The  Veterans Affairs Department needs more staff to handle its program that helps disabled veterans to purchase or modify homes to improve their independent living, according to advocates.

In many areas of the country, inadequate staffing contributes to delays in processing Specially Adapted Housing program grants and results in poor customer service to veterans, said Heather Ansley, associate general counsel for corporate and government relations for Paralyzed Veterans of America, testifying before the House Veterans' Affairs Committee's panel on economic opportunity.

Investments in staffing are needed, she said, because staff members are not able to handle the large work load, including the influx of veterans with amyotrophic lateral sclerosis.

"Veterans with ALS are critical users of the SAH grant program and the housing adaptation assistance it provides," she said. The system is not responsive enough to those with more rapidly changing disorders like ALS, she said. PVA recommends expediting the process for veterans who are terminally ill, including those with ALS, she said.

According to service officers with PVA, veterans are having trouble reaching their SAH agents. This is not only unfair to the veterans, but to the agents who are trying to serve them despite too many tasks and too few resources, Ansley said.
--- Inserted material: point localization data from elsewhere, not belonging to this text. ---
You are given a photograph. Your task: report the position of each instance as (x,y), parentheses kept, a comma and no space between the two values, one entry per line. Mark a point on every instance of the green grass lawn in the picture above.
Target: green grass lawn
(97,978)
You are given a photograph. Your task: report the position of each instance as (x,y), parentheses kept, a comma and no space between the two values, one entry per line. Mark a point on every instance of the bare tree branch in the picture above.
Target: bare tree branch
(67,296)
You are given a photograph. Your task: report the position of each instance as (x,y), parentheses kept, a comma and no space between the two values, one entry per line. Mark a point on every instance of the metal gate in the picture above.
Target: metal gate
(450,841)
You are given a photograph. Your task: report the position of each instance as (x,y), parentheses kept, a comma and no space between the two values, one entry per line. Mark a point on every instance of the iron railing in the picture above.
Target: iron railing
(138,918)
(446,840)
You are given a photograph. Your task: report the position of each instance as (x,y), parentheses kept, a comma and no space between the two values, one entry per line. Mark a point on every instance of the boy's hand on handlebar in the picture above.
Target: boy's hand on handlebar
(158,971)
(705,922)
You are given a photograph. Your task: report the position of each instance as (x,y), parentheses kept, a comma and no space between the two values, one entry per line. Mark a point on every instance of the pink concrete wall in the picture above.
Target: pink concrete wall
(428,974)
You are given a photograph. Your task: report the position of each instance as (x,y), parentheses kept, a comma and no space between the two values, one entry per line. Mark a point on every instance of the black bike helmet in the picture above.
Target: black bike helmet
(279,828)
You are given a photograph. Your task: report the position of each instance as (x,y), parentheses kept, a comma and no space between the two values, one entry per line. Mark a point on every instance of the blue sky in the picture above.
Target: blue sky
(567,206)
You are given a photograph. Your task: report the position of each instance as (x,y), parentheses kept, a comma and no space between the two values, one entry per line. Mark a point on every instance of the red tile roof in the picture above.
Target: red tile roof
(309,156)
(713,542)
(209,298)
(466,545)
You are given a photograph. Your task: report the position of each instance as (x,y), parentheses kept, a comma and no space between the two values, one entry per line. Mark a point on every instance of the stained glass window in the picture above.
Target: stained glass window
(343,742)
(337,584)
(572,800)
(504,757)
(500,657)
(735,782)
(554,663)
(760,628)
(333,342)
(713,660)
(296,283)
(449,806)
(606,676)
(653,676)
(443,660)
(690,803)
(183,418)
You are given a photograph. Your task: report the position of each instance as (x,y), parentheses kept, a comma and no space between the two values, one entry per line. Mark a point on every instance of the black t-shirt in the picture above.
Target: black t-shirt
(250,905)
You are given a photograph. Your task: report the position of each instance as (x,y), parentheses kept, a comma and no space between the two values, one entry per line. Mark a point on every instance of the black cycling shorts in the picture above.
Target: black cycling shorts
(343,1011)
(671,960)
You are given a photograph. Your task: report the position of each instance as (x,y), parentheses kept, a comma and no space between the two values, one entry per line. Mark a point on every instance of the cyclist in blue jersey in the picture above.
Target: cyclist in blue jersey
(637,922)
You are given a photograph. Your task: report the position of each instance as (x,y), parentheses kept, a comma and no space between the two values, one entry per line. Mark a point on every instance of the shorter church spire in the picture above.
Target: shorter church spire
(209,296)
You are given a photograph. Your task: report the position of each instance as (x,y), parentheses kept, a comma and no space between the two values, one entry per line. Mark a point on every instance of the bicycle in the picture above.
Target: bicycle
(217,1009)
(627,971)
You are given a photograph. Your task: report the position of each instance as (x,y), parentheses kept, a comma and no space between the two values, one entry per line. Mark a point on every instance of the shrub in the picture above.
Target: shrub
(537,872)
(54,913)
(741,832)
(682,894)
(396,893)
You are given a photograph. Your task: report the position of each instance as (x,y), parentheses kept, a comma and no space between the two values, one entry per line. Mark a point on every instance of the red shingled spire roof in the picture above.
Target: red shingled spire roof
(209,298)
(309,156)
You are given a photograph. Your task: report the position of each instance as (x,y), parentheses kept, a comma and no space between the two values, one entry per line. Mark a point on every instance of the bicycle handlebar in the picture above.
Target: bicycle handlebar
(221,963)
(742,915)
While it's understood that application reviews need to be complete, said Rep. Ryan Costello, R-Pa., "we must strive to improve the timeliness of service for all veterans."

VA is working to free up other staff to assist with the grants, said Mike Frueh, director of loan guaranty service for the VA's Veterans Benefits Administration.

Frueh said the VA looks at efficiency and effectiveness across the board, and that these staff members need to be located around the country, but staffing can be adjusted if there's a spike in need in one area. VA requires in-home interviews be conducted with veterans within 30 business days of eligibility determination, and the typical SAH process requires numerous communications and in-person meetings with the veteran.

VA implemented streamlined policies and procedures for the SAH grant process in February 2014, Frueh said. He noted that there has been an overall increase in the number of veterans eligible for the program, citing expansions in the program, the military drawdown and VA's reductions in the disability compensation claims processing time.

In fiscal 2015, VA approved more than 1,800 grants totaling $96 million, he said, an increase of about 44 percent over 2014, and an increase of 65 percent over 2013.